4-Methyl-5-Acetylthiazole (Q11), a novel CYP2E1 inhibitor, has a protective effect on the hepatotoxicity induced by acetaminophen

Acetaminophen (APAP) overdose is the leading cause of drug-induced liver injury, primarily due to CYP2E1-mediated generation of the toxic metabolite N-acetyl-p-benzoquinone imine (NAPQI). While N-acetylcysteine remains the standard care, its narrow therapeutic window underscores the need for alternative treatment strategies. In this study, we investigated the effects of Q11, a novel CYP2E1 inhibitor, against APAP-induced hepatotoxicity. Molecular docking and enzyme kinetics demonstrated that Q11 coordinates directly to the heme iron of CYP2E1 (bond distance 2.2 Å) and functions as a mixed-type inhibitor with a Ki of 6.0 μM in mouse liver microsomes. Our in vivo results showed that co-treatment with Q11 increased the median lethal dose (LD₅₀) of APAP by 2.4-fold. Moreover, when administered at 60 mg/kg at 3 h post-overdose, Q11 significantly improved the survival rate from 20% to 70% (P < 0.05).
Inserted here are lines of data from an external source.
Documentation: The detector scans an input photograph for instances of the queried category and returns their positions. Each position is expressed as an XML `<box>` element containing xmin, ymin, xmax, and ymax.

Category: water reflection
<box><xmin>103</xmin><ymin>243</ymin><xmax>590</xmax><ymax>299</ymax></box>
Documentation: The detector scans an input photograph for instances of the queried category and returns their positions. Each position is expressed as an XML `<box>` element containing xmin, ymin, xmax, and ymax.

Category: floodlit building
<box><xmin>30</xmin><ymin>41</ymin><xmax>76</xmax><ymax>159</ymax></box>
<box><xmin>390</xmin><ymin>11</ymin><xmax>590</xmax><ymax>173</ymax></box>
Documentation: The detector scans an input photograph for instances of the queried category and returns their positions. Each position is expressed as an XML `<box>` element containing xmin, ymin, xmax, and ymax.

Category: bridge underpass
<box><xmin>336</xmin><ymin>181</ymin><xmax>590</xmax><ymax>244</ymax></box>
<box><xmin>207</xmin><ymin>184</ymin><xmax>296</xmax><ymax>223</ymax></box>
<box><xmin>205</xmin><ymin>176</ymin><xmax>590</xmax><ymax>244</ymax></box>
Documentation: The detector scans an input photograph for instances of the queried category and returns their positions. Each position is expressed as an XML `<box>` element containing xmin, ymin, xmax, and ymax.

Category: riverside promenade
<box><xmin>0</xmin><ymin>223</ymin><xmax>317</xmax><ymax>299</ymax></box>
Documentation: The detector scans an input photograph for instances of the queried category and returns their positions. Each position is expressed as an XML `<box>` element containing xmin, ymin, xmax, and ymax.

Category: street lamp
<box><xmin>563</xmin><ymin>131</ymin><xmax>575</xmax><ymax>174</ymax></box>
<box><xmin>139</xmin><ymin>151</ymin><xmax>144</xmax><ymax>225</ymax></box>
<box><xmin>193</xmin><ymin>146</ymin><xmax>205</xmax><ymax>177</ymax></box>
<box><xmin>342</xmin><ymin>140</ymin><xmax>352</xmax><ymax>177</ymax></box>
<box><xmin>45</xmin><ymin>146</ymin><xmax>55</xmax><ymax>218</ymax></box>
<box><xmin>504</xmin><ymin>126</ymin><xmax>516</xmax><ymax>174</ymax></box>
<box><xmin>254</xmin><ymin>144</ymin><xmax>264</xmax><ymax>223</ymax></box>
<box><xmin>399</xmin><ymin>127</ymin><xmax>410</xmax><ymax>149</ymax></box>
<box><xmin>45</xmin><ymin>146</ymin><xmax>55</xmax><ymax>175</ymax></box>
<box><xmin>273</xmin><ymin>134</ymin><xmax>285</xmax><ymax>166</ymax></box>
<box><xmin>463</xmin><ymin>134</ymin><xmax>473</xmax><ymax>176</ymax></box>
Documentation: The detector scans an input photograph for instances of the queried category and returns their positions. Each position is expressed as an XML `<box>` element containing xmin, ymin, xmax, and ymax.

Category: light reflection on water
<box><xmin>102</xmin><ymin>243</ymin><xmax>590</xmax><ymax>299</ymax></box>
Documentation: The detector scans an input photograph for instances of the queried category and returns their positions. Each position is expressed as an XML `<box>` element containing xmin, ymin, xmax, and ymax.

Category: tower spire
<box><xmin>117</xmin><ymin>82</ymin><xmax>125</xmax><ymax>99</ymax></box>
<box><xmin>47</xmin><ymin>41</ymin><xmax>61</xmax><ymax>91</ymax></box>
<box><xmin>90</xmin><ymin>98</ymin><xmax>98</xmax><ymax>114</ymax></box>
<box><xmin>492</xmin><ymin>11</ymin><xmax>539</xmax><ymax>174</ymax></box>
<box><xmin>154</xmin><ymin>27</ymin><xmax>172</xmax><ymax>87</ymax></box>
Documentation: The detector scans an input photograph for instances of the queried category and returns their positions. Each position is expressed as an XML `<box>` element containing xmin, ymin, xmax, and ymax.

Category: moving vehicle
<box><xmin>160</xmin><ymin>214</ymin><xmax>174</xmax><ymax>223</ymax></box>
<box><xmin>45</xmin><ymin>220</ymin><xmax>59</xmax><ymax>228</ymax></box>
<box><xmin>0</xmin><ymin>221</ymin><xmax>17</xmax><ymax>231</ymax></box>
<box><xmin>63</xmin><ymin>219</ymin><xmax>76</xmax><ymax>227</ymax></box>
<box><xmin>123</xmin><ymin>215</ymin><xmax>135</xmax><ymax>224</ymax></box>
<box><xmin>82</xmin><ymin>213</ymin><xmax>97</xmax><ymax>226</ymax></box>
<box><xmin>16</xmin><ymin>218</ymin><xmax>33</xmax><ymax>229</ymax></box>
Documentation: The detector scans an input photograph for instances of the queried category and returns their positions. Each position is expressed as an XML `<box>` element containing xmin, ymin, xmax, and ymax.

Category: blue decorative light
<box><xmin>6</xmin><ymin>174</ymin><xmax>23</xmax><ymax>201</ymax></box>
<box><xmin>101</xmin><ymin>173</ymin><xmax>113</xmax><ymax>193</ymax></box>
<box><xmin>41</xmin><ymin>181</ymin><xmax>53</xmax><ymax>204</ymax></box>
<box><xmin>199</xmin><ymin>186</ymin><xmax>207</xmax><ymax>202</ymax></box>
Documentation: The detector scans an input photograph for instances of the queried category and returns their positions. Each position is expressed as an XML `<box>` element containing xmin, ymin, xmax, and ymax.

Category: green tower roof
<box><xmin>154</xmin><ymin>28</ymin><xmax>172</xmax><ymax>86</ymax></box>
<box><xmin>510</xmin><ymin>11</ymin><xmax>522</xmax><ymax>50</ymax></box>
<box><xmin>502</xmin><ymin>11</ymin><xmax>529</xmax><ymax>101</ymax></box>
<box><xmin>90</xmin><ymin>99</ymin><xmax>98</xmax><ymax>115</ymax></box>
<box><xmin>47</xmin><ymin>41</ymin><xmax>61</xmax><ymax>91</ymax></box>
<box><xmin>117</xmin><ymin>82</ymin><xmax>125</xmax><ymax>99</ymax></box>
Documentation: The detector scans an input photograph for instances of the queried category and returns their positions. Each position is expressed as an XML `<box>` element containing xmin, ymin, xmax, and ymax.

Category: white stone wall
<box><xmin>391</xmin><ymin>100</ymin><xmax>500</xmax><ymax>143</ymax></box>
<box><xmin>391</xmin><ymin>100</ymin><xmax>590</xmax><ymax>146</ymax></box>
Mechanistically, Q11 reduced NAPQI production by 77% (P < 0.001) and inhibited the JNK signaling pathway, thereby restoring APAP-induced mitochondrial dysfunction. These findings suggest that CYP2E1 inhibition represents a promising therapeutic strategy for APAP-induced hepatotoxicity and position Q11 as a compelling candidate for further development.

Acetaminophen hepatotoxicity; CYP2E1 inhibitor; Drug-induced liver injury; Mitochondrial dysfunction; Pharmacokinetics.